The German brand’s head of strategy, Michael Jost, told an industry conference earlier this week, “The year 2026 will be the last product start on a combustion engine platform.” This led to speculation in wider media that VW could phase out its conventionally powered cars from that date onwards.
However, now Volkswagen’s board member for technical development, Dr Frank Welsch, has moved to clarify the comments. “We are not stopping making combustion engines in 2026,” he said.
“What Mr Jost was saying was a focus on the Paris [climate change] agreement and the start of developing this combustion-engined platform. There was a European focus in his comments. There will still be regions – Africa, for example – where we are selling optimised combustion-engined vehicles for many years after that point.

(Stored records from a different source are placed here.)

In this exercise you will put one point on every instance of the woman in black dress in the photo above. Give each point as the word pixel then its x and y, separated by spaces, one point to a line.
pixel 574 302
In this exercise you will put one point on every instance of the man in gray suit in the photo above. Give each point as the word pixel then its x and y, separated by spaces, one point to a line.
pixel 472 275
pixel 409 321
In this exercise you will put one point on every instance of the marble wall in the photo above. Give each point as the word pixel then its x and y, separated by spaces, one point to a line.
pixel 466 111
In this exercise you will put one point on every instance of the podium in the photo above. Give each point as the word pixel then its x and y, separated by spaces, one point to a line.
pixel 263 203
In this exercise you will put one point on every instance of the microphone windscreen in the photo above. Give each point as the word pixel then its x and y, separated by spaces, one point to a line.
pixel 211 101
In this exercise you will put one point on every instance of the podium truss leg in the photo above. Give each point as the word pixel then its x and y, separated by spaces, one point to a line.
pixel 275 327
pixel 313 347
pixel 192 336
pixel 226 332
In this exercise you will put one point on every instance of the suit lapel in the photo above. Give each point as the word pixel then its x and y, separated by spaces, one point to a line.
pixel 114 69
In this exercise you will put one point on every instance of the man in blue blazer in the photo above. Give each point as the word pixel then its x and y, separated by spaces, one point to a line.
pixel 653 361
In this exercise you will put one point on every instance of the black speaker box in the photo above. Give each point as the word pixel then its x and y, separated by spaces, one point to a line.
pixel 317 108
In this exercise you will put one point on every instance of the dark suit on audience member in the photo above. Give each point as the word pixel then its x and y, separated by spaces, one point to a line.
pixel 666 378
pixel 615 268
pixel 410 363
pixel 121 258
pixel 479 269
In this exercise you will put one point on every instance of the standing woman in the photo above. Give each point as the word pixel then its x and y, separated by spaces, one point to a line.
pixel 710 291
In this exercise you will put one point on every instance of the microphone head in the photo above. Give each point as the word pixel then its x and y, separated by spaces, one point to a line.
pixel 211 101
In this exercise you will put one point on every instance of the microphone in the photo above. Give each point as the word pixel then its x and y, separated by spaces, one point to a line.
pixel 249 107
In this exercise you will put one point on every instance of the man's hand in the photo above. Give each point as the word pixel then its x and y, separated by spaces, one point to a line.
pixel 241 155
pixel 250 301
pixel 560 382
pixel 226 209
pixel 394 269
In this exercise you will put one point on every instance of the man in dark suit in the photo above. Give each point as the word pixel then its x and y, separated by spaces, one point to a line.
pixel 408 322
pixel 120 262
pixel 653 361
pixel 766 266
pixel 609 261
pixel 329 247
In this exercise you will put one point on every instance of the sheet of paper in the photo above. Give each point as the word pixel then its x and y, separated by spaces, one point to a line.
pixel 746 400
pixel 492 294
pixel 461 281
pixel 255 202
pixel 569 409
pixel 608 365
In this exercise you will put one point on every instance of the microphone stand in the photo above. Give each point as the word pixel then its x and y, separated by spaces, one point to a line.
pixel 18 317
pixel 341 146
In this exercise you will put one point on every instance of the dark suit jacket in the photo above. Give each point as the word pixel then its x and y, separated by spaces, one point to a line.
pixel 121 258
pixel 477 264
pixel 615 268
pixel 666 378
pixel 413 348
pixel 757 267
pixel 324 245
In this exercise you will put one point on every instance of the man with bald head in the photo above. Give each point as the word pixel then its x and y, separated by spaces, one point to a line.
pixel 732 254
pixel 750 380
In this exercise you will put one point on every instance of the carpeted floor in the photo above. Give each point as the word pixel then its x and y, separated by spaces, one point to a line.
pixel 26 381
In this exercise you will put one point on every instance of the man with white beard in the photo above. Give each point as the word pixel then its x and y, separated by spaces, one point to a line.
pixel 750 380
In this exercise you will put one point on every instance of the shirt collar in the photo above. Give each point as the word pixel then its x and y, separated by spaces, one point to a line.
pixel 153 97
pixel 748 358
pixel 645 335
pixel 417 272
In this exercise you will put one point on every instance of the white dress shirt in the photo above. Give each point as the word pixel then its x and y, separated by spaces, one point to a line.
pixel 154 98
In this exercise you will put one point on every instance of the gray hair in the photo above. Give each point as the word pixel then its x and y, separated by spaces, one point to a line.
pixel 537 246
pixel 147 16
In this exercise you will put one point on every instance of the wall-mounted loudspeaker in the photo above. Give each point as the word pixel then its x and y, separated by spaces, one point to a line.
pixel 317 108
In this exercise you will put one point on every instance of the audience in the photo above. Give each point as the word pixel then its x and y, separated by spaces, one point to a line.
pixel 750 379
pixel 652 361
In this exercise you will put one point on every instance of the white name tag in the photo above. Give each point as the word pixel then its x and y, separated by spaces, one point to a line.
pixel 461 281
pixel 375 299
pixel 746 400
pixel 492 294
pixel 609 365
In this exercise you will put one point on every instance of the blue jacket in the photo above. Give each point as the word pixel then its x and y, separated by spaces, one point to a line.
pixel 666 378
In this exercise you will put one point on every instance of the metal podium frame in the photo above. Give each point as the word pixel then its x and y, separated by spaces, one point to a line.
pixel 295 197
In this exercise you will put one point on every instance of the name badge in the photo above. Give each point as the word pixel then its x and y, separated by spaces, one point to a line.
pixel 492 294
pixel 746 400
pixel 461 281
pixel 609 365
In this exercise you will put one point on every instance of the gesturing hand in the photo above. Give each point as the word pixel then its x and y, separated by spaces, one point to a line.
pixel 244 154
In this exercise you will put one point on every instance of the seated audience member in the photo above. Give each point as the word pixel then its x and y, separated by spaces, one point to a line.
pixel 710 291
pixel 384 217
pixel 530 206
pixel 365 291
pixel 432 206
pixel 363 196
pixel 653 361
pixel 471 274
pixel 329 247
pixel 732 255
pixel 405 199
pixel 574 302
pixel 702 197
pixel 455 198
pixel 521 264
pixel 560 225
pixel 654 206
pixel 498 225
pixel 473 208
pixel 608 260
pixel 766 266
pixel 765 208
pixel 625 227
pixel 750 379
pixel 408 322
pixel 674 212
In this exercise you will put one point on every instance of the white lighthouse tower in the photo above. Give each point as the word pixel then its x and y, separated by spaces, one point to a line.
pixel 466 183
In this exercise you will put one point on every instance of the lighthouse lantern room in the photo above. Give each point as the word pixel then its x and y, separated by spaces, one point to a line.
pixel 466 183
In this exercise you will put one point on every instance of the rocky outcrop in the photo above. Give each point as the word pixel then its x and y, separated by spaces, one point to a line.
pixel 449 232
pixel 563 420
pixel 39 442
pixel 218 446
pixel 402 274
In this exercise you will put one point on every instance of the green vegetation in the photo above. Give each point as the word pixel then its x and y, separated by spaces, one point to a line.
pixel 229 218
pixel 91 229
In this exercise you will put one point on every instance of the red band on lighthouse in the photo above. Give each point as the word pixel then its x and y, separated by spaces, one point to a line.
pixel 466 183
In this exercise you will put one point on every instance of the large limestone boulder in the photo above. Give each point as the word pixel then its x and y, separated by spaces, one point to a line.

“We are still committed to developing a wide range of power source for our vehicles – petrol, diesel, CNG, hybrid, plug-in hybrid and pure electrification,” Welsch added. “Even if we know there is a plan for 25 per cent of our cars to be pure-electric in the future, that still leaves 75 per cent where we have to answer to customer demands! There will be many different solutions and they will vary depending on the region.”
Welsch’s comments support the theory that while VW may start work on a new combustion engine-based platform in the middle of the next decade, it may not ready for introduction on new models until 2030 at the earliest. Even given the average model cycle of seven years, that would mean combustion-engined VWs being sold until at least 2037.